Bases: sage.combinat.crystals.tensor_product.TensorProductOfCrystalsElement

There are several ways to input tableaux, by rows, by columns, as the list of column elements, or as a sequence of numbers in column reading.

EXAMPLES:

sage: T = CrystalOfTableaux(['A',3], shape = [2,2])
sage: t = T(rows=[[1,2],[3,4]])
sage: t
[[1, 2], [3, 4]]
sage: TestSuite(t).run()

sage: t = T(columns=[[3,1],[4,2]])
sage: t
[[1, 2], [3, 4]]
sage: TestSuite(t).run()

sage: t = T(list=[3,1,4,2])
sage: t
[[1, 2], [3, 4]]

sage: t = T(3,1,4,2)
sage: t
[[1, 2], [3, 4]]

Currently inputting the empty tableau as an empty sequence is broken due to a bug in the generic __call__ method (see trac ticket #8648)

EXAMPLES:

sage: T = CrystalOfTableaux(['A',3], shape=[])
sage: t = T()
sage: t._list
[0]

pp()¶

EXAMPLES:

sage: T = CrystalOfTableaux(['A',3], shape = [2,2])
sage: t = T(rows=[[1,2],[3,4]])
sage: t.pp()
1  2
3  4

promotion()¶

Promotion for type A crystals of tableaux of rectangular shape

Returns the result of applying promotion on this tableau.

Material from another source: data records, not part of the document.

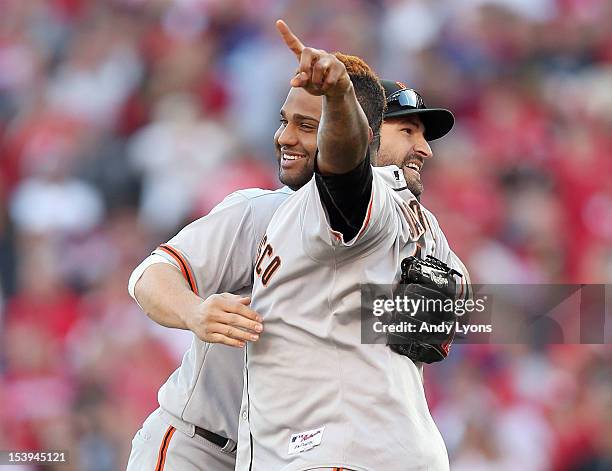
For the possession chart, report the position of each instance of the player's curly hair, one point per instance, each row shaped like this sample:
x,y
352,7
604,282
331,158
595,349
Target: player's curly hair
x,y
369,92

This method only makes sense in type A with rectangular shapes.

EXAMPLES:

sage: C = CrystalOfTableaux(["A",3], shape = [3,3,3])
sage: t = C(Tableau([[1,1,1],[2,2,3],[3,4,4]]))
sage: t
[[1, 1, 1], [2, 2, 3], [3, 4, 4]]
sage: t.promotion()
[[1, 1, 2], [2, 2, 3], [3, 4, 4]]
sage: t.promotion().parent()
The crystal of tableaux of type ['A', 3] and shape(s) [[3, 3, 3]]

promotion_inverse()¶

Inverse promotion for type A crystals of tableaux of rectangular shape

Returns the result of applying inverse promotion on this tableau.

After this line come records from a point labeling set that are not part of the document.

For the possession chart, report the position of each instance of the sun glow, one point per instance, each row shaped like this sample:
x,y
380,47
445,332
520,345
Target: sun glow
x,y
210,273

This method only makes sense in type A with rectangular shapes.

EXAMPLES:

sage: C = CrystalOfTableaux(["A",3], shape = [3,3,3])
sage: t = C(Tableau([[1,1,1],[2,2,3],[3,4,4]]))
sage: t
[[1, 1, 1], [2, 2, 3], [3, 4, 4]]
sage: t.promotion_inverse()
[[1, 1, 2], [2, 3, 3], [4, 4, 4]]
sage: t.promotion_inverse().parent()
The crystal of tableaux of type ['A', 3] and shape(s) [[3, 3, 3]]

to_tableau()¶

Returns the Tableau object corresponding to self.

EXAMPLES:

sage: T = CrystalOfTableaux(['A',3], shape = [2,2])
sage: t = T(rows=[[1,2],[3,4]]).to_tableau(); t
[[1, 2], [3, 4]]
sage: type(t)
<class 'sage.combinat.tableau.Tableau_class'>
sage: type(t[0][0])
<type 'sage.rings.integer.Integer'>
sage: T = CrystalOfTableaux(['D',3], shape = [1,1])
sage: t=T(rows=[[-3],[3]]).to_tableau(); t
[[-3], [3]]
sage: t=T(rows=[[3],[-3]]).to_tableau(); t
[[3], [-3]]
sage: T = CrystalOfTableaux(['B',2], shape = [1,1])
sage: t = T(rows=[[0],[0]]).to_tableau(); t
[[0], [0]]

class sage.combinat.crystals.tensor_product.CrystalOfWords¶

Bases: sage.structure.unique_representation.UniqueRepresentation, sage.structure.parent.Parent

Auxiliary class to provide a call method to create tensor product elements. This class is shared with several tensor product classes and is also used in CrystalOfTableaux to allow tableaux of different tensor product structures in column-reading (and hence different shapes) to be considered elements in the same crystal.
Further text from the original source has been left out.